Though the role of product manager differs from one company to the next, most product managers I know believe they drive the strategy for their products. I suppose in most cases they do. Strategic product managers spend time understanding the market and directing product activities toward meeting those activities. CEOs and other executives don’t always (or often) understand this. Therefore, part of the product manager’s job becomes educating executives on the strategic importance of understanding the market.

Strategic Role of Product ManagementI found a great new resource for educating people on the strategic role of product management. Yesterday Steve Johnson released an ebook called The Strategic Role of Product Management. He answers several questions such as who needs product management, what is marketing, and where does product management belong in an organization. It’s written in an easy-to-read format, in Steve’s unique and witty style, with stories that drive home key points. It’s replete with facts and statistics based on the many years of research carried out by Pragmatic Marketing. One of the key takeaways for me is the focus on helping people in other roles understand why product management is strategic. The following quote provides some insight on this:

Instead of talking about the company and its products, the successful product manager talks about customers and their problems. A product manager is the voice of the market full of customers.

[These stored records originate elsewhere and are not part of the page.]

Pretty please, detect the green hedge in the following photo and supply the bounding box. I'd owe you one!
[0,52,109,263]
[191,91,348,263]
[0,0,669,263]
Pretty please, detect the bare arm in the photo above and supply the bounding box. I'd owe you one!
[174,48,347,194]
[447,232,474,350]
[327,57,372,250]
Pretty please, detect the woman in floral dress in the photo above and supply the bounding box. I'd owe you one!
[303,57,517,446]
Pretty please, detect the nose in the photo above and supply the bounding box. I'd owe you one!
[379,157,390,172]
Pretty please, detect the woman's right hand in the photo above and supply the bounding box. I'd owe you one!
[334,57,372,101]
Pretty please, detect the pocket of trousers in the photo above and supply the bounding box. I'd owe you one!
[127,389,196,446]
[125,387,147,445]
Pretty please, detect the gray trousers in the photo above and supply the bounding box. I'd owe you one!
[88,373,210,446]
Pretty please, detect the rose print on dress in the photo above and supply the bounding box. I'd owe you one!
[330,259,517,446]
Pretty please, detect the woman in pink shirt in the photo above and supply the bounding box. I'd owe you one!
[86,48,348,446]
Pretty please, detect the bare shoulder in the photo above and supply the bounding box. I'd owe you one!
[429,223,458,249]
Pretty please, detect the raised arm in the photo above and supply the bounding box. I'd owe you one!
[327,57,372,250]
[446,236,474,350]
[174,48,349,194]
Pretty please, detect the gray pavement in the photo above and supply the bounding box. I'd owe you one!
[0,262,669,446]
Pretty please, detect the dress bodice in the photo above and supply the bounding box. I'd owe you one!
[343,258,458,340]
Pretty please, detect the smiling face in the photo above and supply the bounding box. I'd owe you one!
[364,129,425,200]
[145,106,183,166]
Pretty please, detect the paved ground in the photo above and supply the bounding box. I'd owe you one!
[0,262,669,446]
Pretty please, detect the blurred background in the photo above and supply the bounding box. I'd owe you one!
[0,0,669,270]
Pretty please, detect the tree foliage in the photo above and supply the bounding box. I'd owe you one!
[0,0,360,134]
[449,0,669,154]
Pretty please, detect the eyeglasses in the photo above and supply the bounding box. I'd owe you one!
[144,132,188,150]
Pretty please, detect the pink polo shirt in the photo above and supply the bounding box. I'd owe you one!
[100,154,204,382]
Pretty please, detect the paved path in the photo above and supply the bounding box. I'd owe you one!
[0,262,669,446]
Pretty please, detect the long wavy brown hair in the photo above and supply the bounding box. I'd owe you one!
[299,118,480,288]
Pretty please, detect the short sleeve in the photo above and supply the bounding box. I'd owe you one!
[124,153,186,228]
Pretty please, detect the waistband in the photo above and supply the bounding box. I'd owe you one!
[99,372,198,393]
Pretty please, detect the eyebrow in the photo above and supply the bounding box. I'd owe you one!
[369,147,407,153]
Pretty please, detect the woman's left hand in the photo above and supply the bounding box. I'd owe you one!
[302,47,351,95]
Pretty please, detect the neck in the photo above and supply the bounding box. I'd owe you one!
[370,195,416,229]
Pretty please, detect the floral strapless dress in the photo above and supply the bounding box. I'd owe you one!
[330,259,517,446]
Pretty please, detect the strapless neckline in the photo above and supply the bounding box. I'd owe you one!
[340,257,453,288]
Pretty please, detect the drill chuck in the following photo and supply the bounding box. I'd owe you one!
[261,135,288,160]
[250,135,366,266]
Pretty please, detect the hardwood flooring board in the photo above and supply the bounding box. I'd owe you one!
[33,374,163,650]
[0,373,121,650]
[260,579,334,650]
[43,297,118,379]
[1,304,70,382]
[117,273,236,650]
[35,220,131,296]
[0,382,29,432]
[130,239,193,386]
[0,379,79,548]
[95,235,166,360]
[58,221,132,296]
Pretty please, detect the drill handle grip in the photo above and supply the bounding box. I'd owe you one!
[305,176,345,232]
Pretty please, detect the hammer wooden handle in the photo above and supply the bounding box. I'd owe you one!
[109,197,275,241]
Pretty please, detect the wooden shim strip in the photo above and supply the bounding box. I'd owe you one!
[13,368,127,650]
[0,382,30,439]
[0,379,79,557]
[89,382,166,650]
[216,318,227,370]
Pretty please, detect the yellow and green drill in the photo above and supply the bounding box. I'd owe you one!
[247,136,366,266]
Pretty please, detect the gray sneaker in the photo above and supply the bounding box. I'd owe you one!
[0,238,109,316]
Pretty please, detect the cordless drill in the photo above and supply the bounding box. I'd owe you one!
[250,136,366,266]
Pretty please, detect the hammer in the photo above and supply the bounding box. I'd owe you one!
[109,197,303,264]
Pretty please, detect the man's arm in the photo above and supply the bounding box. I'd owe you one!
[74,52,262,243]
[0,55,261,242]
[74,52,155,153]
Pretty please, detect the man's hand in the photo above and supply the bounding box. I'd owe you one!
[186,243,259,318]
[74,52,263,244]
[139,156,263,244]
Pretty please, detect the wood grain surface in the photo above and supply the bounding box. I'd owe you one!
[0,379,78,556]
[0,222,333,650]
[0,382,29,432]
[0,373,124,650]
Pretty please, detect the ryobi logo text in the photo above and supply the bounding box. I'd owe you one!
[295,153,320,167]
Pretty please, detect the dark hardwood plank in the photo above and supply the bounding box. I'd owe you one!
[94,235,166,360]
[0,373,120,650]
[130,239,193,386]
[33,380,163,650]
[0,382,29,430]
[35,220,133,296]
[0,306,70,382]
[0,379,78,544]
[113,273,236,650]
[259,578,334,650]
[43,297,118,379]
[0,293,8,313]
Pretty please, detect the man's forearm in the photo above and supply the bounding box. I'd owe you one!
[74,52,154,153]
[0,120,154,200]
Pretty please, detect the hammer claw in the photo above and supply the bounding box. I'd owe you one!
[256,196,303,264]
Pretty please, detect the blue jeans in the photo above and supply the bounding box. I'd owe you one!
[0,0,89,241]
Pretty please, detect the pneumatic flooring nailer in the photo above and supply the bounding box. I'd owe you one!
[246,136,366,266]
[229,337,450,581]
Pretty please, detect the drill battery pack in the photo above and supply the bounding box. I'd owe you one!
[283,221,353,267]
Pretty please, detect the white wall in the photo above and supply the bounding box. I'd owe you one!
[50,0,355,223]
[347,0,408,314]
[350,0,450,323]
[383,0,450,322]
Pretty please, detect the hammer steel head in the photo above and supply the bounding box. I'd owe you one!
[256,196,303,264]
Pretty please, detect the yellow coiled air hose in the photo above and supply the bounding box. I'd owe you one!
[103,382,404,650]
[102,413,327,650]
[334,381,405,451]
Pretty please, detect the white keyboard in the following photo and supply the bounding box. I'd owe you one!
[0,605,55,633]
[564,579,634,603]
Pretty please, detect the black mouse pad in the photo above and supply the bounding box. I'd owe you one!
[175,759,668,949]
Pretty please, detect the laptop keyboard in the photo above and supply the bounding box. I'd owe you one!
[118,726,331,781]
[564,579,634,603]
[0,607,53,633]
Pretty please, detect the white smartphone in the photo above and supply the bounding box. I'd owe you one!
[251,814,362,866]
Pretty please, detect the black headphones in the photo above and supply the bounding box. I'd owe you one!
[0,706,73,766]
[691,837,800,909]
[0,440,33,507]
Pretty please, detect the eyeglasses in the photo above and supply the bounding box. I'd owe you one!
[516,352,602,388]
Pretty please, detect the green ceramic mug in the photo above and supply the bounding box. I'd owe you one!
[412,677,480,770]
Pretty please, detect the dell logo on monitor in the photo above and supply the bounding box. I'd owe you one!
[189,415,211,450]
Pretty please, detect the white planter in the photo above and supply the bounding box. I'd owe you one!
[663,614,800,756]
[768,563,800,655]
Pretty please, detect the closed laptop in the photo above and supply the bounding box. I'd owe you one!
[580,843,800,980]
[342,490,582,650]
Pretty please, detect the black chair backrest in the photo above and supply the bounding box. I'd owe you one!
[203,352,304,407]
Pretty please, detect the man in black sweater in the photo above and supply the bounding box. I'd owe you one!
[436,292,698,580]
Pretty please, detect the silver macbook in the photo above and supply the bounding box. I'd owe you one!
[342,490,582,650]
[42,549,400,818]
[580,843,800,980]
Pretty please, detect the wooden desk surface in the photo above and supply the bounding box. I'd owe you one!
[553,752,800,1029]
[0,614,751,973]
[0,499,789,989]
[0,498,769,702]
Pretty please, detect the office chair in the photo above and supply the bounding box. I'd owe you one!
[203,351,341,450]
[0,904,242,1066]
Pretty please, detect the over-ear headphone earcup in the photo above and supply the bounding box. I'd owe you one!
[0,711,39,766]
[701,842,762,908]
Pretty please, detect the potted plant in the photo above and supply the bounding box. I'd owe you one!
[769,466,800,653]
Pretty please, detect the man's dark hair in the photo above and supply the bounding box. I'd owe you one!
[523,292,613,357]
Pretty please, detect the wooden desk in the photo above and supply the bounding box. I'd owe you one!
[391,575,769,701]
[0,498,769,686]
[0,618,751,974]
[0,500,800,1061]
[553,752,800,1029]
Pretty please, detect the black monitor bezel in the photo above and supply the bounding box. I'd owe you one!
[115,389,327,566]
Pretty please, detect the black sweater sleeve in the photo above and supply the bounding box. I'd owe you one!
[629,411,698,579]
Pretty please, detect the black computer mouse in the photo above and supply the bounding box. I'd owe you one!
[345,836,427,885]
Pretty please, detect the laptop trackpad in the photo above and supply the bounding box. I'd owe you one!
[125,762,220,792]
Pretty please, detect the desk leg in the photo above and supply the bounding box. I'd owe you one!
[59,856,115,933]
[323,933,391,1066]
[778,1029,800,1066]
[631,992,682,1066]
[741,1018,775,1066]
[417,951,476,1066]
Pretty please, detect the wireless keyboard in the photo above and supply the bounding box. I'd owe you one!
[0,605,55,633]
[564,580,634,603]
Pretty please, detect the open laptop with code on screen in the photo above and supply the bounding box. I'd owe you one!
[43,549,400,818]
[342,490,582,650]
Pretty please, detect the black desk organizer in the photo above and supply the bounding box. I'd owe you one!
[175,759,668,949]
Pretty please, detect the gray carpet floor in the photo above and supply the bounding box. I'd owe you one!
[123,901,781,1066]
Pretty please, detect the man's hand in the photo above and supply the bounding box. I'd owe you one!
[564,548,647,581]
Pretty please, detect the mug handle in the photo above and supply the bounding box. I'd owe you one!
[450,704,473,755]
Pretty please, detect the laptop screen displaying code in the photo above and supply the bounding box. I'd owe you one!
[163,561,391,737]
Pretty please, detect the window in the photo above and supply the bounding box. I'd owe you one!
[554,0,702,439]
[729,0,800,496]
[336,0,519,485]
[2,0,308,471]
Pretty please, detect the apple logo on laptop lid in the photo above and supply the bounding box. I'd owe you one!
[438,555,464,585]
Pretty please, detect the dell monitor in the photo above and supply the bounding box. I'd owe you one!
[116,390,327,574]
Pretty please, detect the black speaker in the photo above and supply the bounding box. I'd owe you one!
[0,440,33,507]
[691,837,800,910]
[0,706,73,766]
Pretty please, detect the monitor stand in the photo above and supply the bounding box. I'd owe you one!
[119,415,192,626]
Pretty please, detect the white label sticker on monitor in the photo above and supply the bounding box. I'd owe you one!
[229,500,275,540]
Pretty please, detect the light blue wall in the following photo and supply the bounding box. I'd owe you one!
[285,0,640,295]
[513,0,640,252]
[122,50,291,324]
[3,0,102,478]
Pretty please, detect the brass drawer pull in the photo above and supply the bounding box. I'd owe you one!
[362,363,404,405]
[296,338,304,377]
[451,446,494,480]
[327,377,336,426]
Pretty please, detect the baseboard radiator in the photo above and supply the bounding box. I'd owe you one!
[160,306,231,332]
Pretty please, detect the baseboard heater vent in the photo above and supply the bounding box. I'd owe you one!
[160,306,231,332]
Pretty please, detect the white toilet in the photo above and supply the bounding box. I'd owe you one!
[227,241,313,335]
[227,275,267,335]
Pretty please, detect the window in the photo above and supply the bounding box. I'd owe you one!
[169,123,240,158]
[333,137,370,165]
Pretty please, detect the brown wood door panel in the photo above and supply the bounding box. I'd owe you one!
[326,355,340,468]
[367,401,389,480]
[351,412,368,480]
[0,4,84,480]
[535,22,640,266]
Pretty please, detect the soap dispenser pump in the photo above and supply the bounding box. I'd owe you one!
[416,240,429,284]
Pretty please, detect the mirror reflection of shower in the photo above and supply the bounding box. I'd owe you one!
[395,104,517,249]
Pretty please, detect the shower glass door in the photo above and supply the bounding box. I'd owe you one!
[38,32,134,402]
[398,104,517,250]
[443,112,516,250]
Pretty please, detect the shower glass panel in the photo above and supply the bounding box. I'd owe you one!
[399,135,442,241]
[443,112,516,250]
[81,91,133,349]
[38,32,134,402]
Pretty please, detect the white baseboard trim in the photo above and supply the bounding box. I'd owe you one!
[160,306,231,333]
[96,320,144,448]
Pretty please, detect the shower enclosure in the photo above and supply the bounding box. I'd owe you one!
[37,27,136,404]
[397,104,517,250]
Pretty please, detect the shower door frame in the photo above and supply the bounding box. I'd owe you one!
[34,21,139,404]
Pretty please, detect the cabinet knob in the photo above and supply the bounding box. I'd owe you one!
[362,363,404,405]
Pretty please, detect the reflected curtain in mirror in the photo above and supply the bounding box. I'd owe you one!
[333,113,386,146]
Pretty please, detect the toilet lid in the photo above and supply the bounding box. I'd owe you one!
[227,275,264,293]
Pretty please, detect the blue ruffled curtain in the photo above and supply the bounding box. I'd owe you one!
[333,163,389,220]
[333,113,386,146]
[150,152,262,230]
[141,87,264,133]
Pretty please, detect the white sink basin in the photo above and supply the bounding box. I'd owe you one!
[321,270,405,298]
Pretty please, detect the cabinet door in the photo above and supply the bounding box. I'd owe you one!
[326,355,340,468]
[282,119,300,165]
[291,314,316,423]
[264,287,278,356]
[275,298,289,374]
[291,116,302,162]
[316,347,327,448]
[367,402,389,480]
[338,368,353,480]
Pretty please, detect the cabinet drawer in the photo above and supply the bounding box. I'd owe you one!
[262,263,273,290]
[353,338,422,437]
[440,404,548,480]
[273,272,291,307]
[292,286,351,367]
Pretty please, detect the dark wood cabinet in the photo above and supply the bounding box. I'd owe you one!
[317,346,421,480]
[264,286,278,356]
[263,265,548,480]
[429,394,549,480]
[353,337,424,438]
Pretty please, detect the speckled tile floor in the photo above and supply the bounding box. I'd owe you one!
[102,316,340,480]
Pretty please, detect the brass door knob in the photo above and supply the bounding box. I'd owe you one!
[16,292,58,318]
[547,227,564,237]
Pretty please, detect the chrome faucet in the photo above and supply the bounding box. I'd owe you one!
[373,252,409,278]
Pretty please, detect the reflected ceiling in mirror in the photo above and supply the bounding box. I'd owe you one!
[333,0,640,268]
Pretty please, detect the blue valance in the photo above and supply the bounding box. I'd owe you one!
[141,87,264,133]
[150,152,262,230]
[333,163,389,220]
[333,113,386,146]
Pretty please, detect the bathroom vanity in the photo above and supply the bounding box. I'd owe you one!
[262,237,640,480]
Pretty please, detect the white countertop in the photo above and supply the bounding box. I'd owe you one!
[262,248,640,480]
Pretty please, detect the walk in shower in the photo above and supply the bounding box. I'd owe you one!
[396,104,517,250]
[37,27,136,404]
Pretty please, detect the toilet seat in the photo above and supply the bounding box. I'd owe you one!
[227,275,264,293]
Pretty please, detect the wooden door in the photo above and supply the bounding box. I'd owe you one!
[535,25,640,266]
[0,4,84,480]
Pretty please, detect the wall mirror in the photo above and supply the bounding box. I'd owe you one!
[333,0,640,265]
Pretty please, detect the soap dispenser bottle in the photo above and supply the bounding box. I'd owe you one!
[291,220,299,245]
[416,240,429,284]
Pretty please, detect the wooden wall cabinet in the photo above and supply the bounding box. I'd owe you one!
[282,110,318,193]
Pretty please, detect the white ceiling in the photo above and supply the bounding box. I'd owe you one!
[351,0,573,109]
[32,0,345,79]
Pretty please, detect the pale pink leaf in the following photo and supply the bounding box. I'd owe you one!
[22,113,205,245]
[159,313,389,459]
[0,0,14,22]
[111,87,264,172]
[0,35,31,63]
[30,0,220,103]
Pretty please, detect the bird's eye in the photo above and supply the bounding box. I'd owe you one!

One last thought about the importance of leadership. I found a quote by Dee Hock (founder of Visa) that provides good advice for product managers who need help convincing executives of their strategic role:

Control is not leadership; management is not leadership; leadership is leadership. If you seek to lead, invest at least 50% of your time in leading yourself—your own purpose, ethics, principles, motivation, conduct. Invest at least 20% leading those with authority over you and 15% leading your peers.